Спокойная жизнь, однако продлилась всего три дня. На четвертый Рагиба вывели из камеры и завели в старшинскую, где были Магомед, 5-6 человек в штатском с дубинками и... его с Тельманом подельник А., который получил 15 лет и который по всем правилам должен был находиться в тот момент в СИЗО Министерства национальной безопасности. Из чего стало понятно, что и люди в гражданском тоже из МНБ.
По приказу чекистов А. начал пересказывать официальную версию обвинения. В какой-то момент его вывели в коридор, и он начал на весь корпус выкрикивать обвинения против Рагиба, стараясь затронуть самые чувствительные человеческие и национальные струнки. Тем временем, сдвинув в сторону стол и табуретки, гражданские начали вчетвером избивать Рагиба дубинками и пинками, стараясь попасть по почкам и легким.
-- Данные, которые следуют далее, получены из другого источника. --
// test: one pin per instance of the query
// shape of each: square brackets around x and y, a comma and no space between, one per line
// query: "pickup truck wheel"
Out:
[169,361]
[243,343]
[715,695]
Затем, сняв наручники, дали команду подняться и идти. Хватаясь за стенку, волоча ноги, Рагиб доплелся до камеры. Старшина закрыл за ним дверь с напутствием: «Не давайте ему спокойно жить!»
До вечера он провалялся на «шконке», затем его с нее согнали, заявив, что он «политический» и что таких в преступном мире держат за «сук». Началась «веселая» жизнь. Каждые день-два на него нападали – то поодиночке, то 2-3, то сразу 5 сокамерников. Причем, чтобы это не выглядело совсем уж «беспределом», конфликты сопровождались спорами и дискуссиями, в которых Рагиба пытались убедить, что он террорист. Тот отбивался, как мог – словесно и физически, в чем ему помогало прошлое спортсмена-борца. Надзор же, обычно жестоко наказывавший за малейший звук в камере, в лучшем случае, даже не глядя в глазок, лениво стучал в дверь камеры: «Эй, тише там!»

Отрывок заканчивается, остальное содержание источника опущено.